Derek Rogers, 48, who lives just outside Leeds and works in communications, said he doesn’t know when his Year 5 son will go back to school but hopes to find out this week. “We would probably send him just as long as we could be sure about how the school is operating in the new climate,” said Rogers, who asked that his real name not be used.
“We are quite cautious. There’s a lot of confusion about how the virus is passed around from children to adults. We want to be sure that if our kids go back they’ll be safe at school and not be taking the virus back to their community.”
Anxiety and panic attacks
Physical therapist Tom Hoyland, 49, has four children, with the youngest in Year 6. He suffers from anxiety, which Hoyland says has worsened since the pandemic began.

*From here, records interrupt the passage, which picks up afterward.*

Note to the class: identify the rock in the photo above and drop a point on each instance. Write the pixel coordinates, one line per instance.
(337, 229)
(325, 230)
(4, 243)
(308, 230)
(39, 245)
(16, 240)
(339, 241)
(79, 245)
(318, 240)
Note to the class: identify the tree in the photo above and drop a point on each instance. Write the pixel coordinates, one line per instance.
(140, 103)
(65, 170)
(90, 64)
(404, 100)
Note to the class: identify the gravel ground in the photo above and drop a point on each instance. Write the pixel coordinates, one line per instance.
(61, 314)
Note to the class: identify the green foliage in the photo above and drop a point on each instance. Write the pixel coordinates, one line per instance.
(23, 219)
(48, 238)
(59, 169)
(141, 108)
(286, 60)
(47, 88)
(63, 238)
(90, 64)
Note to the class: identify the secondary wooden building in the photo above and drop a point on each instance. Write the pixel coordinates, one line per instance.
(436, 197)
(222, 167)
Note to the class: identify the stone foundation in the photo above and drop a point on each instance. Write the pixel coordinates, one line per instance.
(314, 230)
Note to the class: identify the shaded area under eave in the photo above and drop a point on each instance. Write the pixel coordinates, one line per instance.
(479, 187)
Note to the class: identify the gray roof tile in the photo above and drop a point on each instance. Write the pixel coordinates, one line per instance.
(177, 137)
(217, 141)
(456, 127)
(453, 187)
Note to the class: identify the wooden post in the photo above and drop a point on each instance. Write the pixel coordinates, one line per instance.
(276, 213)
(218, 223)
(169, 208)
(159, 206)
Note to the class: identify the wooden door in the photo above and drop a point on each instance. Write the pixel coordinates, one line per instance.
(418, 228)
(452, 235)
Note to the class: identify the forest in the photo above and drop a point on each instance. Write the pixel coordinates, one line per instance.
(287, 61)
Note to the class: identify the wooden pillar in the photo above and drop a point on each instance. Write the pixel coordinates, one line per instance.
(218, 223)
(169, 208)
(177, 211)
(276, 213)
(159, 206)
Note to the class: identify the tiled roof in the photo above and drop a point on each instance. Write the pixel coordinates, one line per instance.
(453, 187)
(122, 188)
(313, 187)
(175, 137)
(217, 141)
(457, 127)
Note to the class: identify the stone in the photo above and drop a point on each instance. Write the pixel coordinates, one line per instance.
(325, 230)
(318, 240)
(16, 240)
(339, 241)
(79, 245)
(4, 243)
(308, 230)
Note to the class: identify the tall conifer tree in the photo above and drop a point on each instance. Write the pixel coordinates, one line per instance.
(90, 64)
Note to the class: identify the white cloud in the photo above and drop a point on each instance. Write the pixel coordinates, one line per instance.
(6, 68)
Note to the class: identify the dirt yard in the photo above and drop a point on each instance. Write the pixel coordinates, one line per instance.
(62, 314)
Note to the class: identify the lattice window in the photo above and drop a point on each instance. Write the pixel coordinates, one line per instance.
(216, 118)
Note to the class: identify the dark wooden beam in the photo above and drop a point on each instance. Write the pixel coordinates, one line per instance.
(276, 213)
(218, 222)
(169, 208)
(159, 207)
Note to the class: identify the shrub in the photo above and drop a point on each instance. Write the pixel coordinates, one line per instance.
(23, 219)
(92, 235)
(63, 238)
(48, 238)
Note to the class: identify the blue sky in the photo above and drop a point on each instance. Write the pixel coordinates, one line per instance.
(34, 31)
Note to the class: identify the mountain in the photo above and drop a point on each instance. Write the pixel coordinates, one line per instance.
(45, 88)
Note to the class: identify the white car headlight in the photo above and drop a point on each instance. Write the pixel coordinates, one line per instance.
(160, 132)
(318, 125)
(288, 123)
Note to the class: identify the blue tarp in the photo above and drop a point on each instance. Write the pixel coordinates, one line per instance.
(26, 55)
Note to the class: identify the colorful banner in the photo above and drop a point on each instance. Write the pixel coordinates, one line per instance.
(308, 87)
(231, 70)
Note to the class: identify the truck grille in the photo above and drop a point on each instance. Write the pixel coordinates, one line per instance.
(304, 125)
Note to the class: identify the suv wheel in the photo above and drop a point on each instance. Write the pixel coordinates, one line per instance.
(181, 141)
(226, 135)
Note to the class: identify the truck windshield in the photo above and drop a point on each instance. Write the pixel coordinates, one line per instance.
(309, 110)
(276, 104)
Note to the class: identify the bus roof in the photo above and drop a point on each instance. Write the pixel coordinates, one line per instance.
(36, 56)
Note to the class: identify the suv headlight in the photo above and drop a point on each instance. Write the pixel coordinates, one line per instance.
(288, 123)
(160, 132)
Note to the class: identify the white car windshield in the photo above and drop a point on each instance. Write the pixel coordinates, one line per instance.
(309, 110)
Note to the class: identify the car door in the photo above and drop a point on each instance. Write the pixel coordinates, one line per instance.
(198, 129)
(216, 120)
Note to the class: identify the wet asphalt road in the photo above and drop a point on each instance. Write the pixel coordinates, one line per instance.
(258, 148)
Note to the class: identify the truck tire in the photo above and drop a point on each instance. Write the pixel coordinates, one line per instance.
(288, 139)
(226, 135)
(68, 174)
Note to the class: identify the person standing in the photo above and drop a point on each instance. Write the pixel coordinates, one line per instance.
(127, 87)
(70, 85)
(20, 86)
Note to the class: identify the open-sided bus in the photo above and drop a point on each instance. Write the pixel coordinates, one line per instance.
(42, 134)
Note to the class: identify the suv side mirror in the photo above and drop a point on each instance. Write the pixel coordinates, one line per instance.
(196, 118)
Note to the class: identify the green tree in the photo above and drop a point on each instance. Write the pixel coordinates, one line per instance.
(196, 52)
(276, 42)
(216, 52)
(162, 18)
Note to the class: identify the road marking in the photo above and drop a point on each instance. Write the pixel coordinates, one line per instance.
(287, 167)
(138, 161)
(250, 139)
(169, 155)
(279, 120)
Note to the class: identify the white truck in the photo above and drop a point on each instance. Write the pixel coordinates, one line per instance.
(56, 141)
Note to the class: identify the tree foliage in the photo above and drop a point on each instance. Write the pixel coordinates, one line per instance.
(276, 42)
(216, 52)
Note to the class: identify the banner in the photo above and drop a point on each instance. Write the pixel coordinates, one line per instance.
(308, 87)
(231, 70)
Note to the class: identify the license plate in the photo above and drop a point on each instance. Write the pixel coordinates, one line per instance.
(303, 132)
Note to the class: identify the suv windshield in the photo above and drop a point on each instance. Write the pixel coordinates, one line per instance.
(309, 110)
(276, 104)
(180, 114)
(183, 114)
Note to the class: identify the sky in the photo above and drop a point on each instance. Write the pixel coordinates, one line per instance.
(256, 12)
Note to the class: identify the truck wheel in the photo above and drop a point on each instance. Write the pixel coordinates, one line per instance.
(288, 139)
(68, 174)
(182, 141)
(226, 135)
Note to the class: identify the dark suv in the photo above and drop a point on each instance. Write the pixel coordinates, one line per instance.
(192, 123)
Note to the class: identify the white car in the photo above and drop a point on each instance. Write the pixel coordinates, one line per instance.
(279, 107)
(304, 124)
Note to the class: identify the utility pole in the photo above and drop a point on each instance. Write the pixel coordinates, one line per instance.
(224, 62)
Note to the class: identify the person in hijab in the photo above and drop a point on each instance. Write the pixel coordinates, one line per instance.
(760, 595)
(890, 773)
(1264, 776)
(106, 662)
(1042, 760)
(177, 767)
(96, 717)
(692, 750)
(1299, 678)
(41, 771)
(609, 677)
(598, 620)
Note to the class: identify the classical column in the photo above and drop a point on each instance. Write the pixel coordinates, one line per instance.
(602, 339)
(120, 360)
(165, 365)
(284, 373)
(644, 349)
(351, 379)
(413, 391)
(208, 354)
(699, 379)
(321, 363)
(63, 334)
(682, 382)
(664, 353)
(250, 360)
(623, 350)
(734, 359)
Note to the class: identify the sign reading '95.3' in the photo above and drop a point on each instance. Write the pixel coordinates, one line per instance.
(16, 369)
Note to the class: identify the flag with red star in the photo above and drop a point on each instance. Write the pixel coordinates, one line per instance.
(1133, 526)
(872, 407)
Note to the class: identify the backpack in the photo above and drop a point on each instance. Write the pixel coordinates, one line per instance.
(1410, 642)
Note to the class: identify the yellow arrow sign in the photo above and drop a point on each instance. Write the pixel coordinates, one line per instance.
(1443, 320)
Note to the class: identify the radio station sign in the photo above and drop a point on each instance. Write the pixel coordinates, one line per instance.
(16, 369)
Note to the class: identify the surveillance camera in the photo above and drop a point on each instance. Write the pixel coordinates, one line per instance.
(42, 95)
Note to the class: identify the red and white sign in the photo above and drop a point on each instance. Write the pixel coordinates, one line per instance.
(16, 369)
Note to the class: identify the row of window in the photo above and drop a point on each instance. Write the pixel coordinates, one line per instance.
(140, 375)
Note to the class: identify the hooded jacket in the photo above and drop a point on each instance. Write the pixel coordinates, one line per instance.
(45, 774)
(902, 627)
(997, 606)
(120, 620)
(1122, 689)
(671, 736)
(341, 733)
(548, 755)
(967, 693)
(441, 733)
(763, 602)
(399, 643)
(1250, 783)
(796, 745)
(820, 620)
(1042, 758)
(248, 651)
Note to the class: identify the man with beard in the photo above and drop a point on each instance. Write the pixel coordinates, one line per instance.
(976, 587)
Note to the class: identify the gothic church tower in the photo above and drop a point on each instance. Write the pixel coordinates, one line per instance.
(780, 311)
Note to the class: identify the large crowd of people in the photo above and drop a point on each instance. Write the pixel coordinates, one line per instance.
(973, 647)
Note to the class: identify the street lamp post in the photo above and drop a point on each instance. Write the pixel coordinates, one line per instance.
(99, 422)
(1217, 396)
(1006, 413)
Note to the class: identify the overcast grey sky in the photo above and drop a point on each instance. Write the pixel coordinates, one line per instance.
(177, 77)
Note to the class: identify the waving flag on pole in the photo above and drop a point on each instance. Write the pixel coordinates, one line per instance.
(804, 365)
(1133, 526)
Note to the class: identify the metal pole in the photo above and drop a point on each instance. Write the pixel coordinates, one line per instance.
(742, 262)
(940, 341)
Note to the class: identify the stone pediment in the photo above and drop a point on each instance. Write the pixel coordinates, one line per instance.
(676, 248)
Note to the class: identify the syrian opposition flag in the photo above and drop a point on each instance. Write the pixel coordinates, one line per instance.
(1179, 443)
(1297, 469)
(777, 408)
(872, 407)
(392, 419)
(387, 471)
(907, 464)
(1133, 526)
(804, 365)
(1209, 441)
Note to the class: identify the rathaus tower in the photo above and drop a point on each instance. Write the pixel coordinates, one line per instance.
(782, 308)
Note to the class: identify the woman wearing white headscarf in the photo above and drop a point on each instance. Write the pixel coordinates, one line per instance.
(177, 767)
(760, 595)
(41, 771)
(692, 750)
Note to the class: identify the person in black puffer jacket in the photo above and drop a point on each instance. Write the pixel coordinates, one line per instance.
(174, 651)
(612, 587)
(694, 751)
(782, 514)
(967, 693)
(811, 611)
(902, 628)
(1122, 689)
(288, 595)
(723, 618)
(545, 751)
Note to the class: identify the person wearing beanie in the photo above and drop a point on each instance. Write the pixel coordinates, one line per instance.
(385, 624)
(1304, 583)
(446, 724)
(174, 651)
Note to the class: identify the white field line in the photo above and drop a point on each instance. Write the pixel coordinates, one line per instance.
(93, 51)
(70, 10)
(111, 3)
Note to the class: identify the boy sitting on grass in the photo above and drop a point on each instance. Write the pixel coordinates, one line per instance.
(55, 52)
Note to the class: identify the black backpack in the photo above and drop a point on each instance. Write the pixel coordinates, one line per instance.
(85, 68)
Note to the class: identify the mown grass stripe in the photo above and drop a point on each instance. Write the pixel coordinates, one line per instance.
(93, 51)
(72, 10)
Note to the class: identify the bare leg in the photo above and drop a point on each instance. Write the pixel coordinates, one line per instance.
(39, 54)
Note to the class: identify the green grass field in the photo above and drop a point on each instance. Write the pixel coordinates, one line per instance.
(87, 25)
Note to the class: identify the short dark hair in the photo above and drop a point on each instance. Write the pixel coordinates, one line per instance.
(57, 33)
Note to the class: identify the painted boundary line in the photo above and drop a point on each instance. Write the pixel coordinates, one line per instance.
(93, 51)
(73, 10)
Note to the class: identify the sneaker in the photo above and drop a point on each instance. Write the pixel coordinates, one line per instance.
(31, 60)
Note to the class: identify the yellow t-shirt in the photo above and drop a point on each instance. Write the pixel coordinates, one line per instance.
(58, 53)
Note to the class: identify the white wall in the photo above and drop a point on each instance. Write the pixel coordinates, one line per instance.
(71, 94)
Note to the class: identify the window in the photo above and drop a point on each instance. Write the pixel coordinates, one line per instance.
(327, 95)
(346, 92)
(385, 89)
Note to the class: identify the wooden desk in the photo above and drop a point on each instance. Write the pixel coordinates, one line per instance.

“I feel all right about sending him back to school but it’s a little bit mixed for us because there are lots of other variables as he has anxiety and gets panic attacks,” said Hoyland. “I think the virus has heightened his anxiety.”
His school in Muswell Hill, north London, is introducing a staggered intake beginning on June 8th, with children having one week on, one week off. A gradual return will be difficult but will also help his son with his eventual transition to secondary school, his father said.
“There is always going to be risk involved in any interaction at any point. And I feel actually slow integration back into society is good in some ways as it means that they can articulate and share the experience with their peers.”
Textile designer Ottoline van Soest, 42, who has one child in a London primary school and one in secondary, said going back to school for such a short period isn’t worth it.
“I don’t see the point of coming back just for the last few weeks. I think it’s more symbolic but not really necessary or good actually,” she says, adding that she is not worried about safety as few children in her area have been practicing social distancing.
“In the beginning everyone was pretty strict around here but now all the kids are cycling on the roads, sitting on each other’s laps while cycling, and hanging out together in the parks. I don’t see any social distancing at all.
“In the end we all worry but if you see how the kids play with each other going back to school isn’t an issue. My daughter just had a sleepover at a friend’s house. We are pretty laid back and I don’t know what’s right to do.”